The parties’ respective calculation of Virginia’s most competitive districts will shape the fall campaign. Another likely force will be Youngkin, whose 2021 coattails helped the GOP retake the House majority and win the lieutenant governor and attorney general contests.
For Youngkin, the 2023 election also has provided a handy excuse to sidestep questions about his 2024 presidential ambitions. Asked at a California conference whether he’d campaign for president, Youngkin responded, “No, I’m going to be working in Virginia this year.” Some outlets took that as an indication he’d not join the Republican field of presidential candidates, while others noted the grammar seemed to apply only to this year, not next. The governor has continued to blur the issue, appearing in an ad that some observers saw as foreshadowing a national campaign.
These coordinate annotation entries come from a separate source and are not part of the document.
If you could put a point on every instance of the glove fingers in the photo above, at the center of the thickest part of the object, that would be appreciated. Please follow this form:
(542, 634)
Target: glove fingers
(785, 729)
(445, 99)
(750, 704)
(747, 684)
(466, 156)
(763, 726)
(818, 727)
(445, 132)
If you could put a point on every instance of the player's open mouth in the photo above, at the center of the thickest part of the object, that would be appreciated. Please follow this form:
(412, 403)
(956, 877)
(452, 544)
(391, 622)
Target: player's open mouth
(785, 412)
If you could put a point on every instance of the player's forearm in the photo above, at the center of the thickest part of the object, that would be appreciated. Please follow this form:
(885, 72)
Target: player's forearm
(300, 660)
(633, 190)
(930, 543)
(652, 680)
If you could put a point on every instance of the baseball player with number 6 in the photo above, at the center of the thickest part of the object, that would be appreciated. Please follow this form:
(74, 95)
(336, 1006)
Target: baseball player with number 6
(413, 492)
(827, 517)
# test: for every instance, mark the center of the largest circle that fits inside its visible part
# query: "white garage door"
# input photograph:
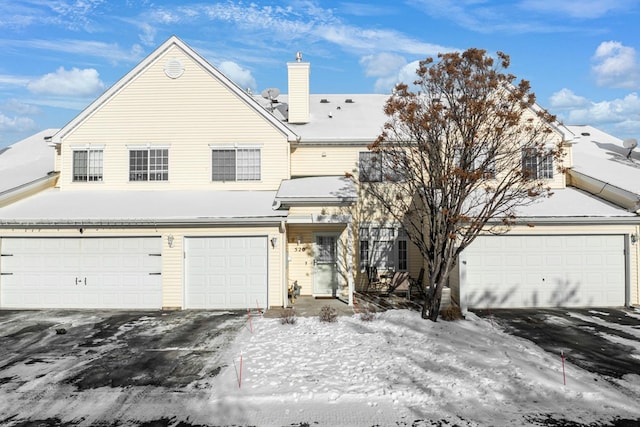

Youngkin has endorsed 50 General Assembly incumbents, 16 nonincumbent Republican nominees and 10 candidates in contested primaries. The latter inspired blowback from a candidate who wasn’t endorsed and who complained about it on a conservative talk radio show. Former NASCAR driver and Southside GOP state Senate candidate Hermie Sadler also expressed frustration with Youngkin. The governor’s political action committee allegedly tried to change the nomination method in Sadler’s district from a primary to a convention, which likely would have favored Sadler’s Youngkin-endorsed opponent.
November’s winners will be rewarded with the opportunity to set the General Assembly’s tone for the next decade or more. To some extent, that tone also will be shaped by this year’s wave of retirements.
“For 20 or 30 years, it didn’t matter who was in charge of Senate — it was a stable body,” Habeeb says. “Those days are gone. Historically, the Senate has prevented massive changes in any given cycle. Now, there’s a scenario where historical change can happen overnight.”